Dans un arrêt récent, le Conseil d’Etat a jugé qu’un changement d’affectation d’un fonctionnaire intervenu dans un contexte de harcèlement moral avéré ne constitue par une mesure d’ordre intérieur et est par suite, susceptible de recours.
Source : Conseil d’Etat, 8 mars 2023, n° 451970
Parmi les nombreuses règles relatives à la recevabilité en contentieux administratif figurent celles relatives à la décision préalable et plus précisément celles relatives à l’identification matérielle de l’acte administratif.
Il faut en effet que l’acte fasse grief c’est-à-dire qu’il modifie l’ordonnancement juridique en créant des droits, des obligations, ou en modifiant la situation des administrés. A défaut, l’acte est insusceptible de recours. C’est le cas notamment des actes confirmatifs, des actes préparatoires ou encore des mesures d’ordre intérieur.

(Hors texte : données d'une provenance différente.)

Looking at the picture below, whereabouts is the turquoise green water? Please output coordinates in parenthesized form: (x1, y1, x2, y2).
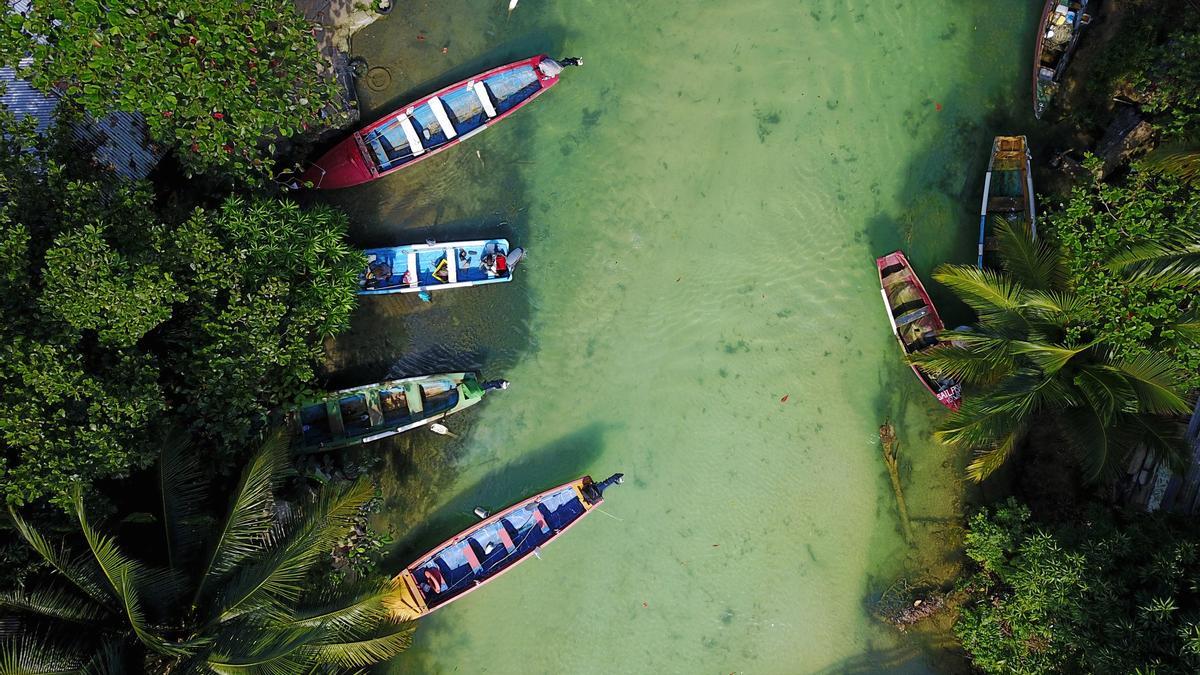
(318, 1, 1038, 672)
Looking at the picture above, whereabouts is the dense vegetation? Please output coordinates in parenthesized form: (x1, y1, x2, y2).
(910, 219, 1195, 482)
(1083, 0, 1200, 138)
(2, 436, 412, 672)
(956, 500, 1200, 674)
(1051, 161, 1200, 388)
(0, 111, 362, 507)
(0, 0, 339, 182)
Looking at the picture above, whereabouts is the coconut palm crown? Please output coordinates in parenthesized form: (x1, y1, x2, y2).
(910, 218, 1194, 482)
(0, 434, 412, 674)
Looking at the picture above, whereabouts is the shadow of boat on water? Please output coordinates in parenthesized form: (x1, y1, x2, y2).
(379, 421, 615, 569)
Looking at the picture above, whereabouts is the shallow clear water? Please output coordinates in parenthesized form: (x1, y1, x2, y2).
(318, 1, 1038, 672)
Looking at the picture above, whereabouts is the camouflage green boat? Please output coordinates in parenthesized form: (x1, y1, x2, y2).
(286, 372, 509, 453)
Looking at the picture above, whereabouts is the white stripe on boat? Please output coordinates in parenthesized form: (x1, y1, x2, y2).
(428, 97, 458, 140)
(881, 288, 901, 338)
(407, 252, 419, 286)
(472, 81, 498, 118)
(399, 115, 425, 155)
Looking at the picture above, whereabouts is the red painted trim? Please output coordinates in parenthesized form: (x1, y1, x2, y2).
(401, 477, 600, 617)
(307, 55, 561, 189)
(876, 251, 962, 411)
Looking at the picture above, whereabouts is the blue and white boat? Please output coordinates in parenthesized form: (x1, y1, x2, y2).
(358, 239, 525, 295)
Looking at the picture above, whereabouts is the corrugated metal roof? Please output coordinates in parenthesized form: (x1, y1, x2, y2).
(1, 66, 164, 180)
(0, 64, 56, 134)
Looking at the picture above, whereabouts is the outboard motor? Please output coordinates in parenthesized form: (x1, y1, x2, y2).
(505, 247, 525, 271)
(482, 379, 510, 392)
(582, 473, 624, 505)
(537, 56, 583, 79)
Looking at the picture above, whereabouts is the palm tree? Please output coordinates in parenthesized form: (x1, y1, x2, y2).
(910, 218, 1194, 482)
(0, 434, 413, 673)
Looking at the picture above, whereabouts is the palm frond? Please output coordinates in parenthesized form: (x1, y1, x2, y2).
(0, 631, 90, 675)
(977, 369, 1076, 421)
(964, 424, 1026, 482)
(0, 585, 109, 624)
(1020, 289, 1087, 326)
(1105, 234, 1200, 290)
(994, 217, 1064, 290)
(6, 509, 115, 609)
(199, 624, 319, 675)
(1123, 414, 1189, 475)
(907, 343, 1014, 385)
(193, 432, 290, 608)
(1143, 143, 1200, 184)
(80, 641, 128, 675)
(1167, 309, 1200, 344)
(288, 581, 394, 633)
(211, 480, 375, 625)
(1011, 340, 1091, 375)
(159, 432, 209, 573)
(71, 490, 193, 658)
(936, 395, 1025, 450)
(305, 623, 415, 669)
(1056, 405, 1122, 482)
(932, 264, 1025, 316)
(1074, 365, 1138, 424)
(1109, 353, 1192, 415)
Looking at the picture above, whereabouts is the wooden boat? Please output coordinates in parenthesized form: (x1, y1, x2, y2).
(359, 239, 525, 295)
(876, 251, 962, 411)
(385, 473, 625, 621)
(285, 372, 508, 453)
(302, 55, 579, 189)
(976, 135, 1037, 269)
(1033, 0, 1091, 119)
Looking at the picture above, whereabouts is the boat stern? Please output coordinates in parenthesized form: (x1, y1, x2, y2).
(302, 136, 374, 189)
(384, 570, 429, 621)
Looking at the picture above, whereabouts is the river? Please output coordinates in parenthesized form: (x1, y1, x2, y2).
(315, 1, 1038, 672)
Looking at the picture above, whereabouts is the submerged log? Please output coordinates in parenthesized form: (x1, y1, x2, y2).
(879, 420, 914, 544)
(872, 578, 948, 631)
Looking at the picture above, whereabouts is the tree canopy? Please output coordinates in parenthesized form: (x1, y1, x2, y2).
(957, 499, 1200, 674)
(0, 0, 339, 182)
(1, 435, 413, 673)
(0, 109, 362, 507)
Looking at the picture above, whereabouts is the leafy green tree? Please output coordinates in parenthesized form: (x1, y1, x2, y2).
(0, 435, 413, 673)
(0, 0, 340, 182)
(910, 219, 1193, 481)
(0, 109, 362, 506)
(1052, 162, 1200, 387)
(1084, 0, 1200, 138)
(164, 198, 364, 451)
(956, 499, 1200, 674)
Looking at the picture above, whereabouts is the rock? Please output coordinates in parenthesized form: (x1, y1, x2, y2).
(1095, 105, 1155, 178)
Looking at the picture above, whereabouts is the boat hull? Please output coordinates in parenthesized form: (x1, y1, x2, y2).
(359, 239, 520, 295)
(977, 135, 1036, 269)
(386, 476, 606, 621)
(876, 251, 962, 411)
(303, 55, 562, 189)
(1032, 0, 1090, 119)
(285, 372, 493, 453)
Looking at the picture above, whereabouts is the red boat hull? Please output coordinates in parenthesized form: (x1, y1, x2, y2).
(303, 55, 561, 189)
(876, 251, 963, 411)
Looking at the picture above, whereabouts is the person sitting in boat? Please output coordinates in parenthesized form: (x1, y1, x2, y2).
(433, 257, 450, 282)
(421, 566, 448, 595)
(481, 253, 498, 277)
(363, 260, 392, 288)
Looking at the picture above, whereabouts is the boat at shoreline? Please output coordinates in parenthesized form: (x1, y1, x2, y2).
(359, 239, 525, 295)
(385, 473, 625, 621)
(976, 135, 1037, 269)
(1033, 0, 1091, 119)
(302, 55, 580, 189)
(285, 372, 508, 453)
(876, 251, 962, 411)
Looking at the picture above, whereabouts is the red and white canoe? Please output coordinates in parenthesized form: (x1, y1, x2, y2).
(302, 55, 577, 189)
(876, 251, 962, 411)
(384, 473, 624, 621)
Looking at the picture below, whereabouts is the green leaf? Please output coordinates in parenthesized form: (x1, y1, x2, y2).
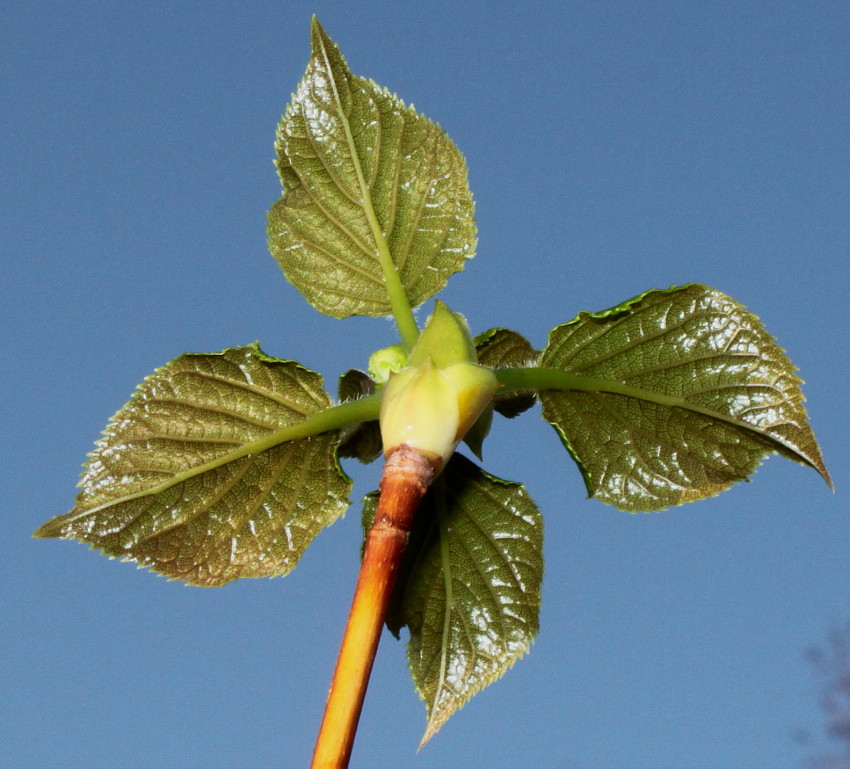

La jurisprudence administrative précise, au gré des affaires, l’étendue de la notion de mesures d’ordre intérieur.
Appliquée aux agents publics, le juge administratif considère classiquement que constituent des mesures d’ordre intérieur les mesures qui, tout en modifiant l’affectation de ces agents ou les tâches qu’ils ont à accomplir, ne portent pas atteinte aux droits et prérogatives qu’ils tiennent de leur statut ou de leur contrat ou à l’exercice de leurs droits et libertés fondamentaux, ni n’emportent de perte de responsabilités ou de rémunération.
En l’espèce, la requérante demandait l’annulation de la décision par laquelle elle avait été affectée d’office à un poste.
La Cour administrative d’appel de Lyon a jugé que cette décision d’affectation constituait une mesure d’ordre intérieur insusceptible de recours pour excès de pouvoir puisque le changement d’affectation litigieux n’avait entraîné aucune modification de la situation professionnelle de la requérante tant en ce qui concerne la nature de ses fonctions que ses conditions de travail, n’avait pas porté atteinte à sa situation personnelle et n’avait pas présenté, dans les conditions où il était intervenu, le caractère d’une mesure discriminatoire.
Le Conseil d’Etat annule l’arrêt précité au motif que la Cour administrative d’appel de Lyon a commis une erreur de droit en ne recherchant pas si la décision contestée portait atteinte au droit du fonctionnaire de ne pas être de ne pas être soumis à un harcèlement moral, que l’intéressée tenait de son statut.
Rappelons que l’article L. 133-2 du Code général de la fonction publique dispose que : « Aucun fonctionnaire ne doit subir les agissements répétés de harcèlement moral qui ont pour objet ou pour effet une dégradation des conditions de travail susceptible de porter atteinte à ses droits et à sa dignité, d’altérer sa santé physique ou mentale ou de compromettre son avenir professionnel ».
En effet, la requérante avait fait valoir que cette affectation d’office, alors qu’elle n’était pas candidate à ce poste, avait été retenue, parmi des agissements répétés et excédant les limites de l’exercice normal du pouvoir hiérarchique qui ont eu pour effet d’altérer sa santé, comme faisant partie des éléments caractérisant un harcèlement moral à son encontre par un jugement du tribunal administratif de Bastia devenu définitif du 25 juin 2020.
Par conséquent, le Conseil d’Etat admet une nouvelle exception à la règle selon laquelle un changement d’affectation d’un agent public constitue en principe une mesure d’ordre intérieur.